Hydrogen isotope fractionation during H 2 /CO 2 acetogenesis: hydrogen utilization efficiency and the origin of lipid‐bound hydrogen

Hydrogen metabolism was studied in the anaerobic bacterium, Sporomusa sp. strain DMG 58, by measuring natural abundance levels of deuterium in H 2 , H 2 O, and individual fatty acids during acetogenic growth on H 2 /CO 2 . Four cultures were grown, each in medium with a distinct hydrogen‐isotopic composition (δD‐H 2 O). The δD value of H 2 was quantified in the residual gas exiting the growth chambers and found to decrease concurrently with net H 2 consumption, indicating rapid isotope exchange between H 2 and H 2 O. An isotopic mass balance was used to constrain the efficiency with which H 2 was activated by the cell and the reducing equivalents catabolized, which we term the H 2 utilization efficiency.
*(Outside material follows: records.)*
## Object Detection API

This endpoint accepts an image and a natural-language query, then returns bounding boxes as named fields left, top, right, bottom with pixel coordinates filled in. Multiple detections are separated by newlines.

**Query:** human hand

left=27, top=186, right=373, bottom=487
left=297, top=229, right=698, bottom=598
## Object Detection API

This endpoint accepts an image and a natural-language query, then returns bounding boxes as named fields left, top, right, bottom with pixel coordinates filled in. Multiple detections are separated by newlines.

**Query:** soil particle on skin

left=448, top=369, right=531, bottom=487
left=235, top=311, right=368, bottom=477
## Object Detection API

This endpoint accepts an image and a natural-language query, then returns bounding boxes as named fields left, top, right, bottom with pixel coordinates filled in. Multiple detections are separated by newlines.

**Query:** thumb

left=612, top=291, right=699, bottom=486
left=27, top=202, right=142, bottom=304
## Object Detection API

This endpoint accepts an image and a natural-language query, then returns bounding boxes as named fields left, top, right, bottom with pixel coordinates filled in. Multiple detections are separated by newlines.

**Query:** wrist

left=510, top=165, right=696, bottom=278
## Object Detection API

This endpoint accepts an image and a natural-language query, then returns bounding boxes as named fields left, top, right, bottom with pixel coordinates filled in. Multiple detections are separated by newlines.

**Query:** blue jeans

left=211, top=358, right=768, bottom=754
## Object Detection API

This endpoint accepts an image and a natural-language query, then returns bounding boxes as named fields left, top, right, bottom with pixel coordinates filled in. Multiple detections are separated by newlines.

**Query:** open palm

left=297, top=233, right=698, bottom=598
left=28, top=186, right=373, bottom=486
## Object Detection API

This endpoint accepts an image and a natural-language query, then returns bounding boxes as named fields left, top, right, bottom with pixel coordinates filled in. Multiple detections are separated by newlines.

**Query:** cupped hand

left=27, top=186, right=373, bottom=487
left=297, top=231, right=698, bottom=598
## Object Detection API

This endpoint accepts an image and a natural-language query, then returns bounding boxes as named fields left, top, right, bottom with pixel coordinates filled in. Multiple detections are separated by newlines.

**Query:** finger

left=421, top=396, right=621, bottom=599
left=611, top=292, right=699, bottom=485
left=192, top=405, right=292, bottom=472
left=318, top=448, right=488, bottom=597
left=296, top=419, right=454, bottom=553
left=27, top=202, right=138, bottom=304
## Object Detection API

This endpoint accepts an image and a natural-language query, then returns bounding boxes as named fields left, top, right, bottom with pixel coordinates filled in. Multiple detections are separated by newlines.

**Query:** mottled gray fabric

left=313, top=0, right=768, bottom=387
Results indicate that H 2 utilization efficiency in these cultures is less than 20% during the growth phase, and less than 2% after the growth phase. The gross rate of cellular H 2 activation was similar in the growth phase and afterward. Biomass harvested at the end of each experiment was used to analyse the D/H of individual membrane lipids. Values of δD were highly correlated between lipids and water (δD‐lipids = 0.59 × δD‐water – 381‰; R 2  = 0.995), indicating the source of lipid hydrogen is in isotopic equilibrium with water. Results are consistent with two possibilities: ( i ) water is the sole source of hydrogen to lipids, and the fractionation during biosynthesis is significantly larger than previously observed (α = 0.59), or ( ii ) hydrogen from H 2 is incorporated into lipids, but only after reaching isotopic equilibrium with H 2 O. Fatty acids were strongly depleted in deuterium relative to all other organisms studied thus far, and such large depletions may prove useful as biomarkers for studying H 2 cycling in anoxic environments as well as in the geological record.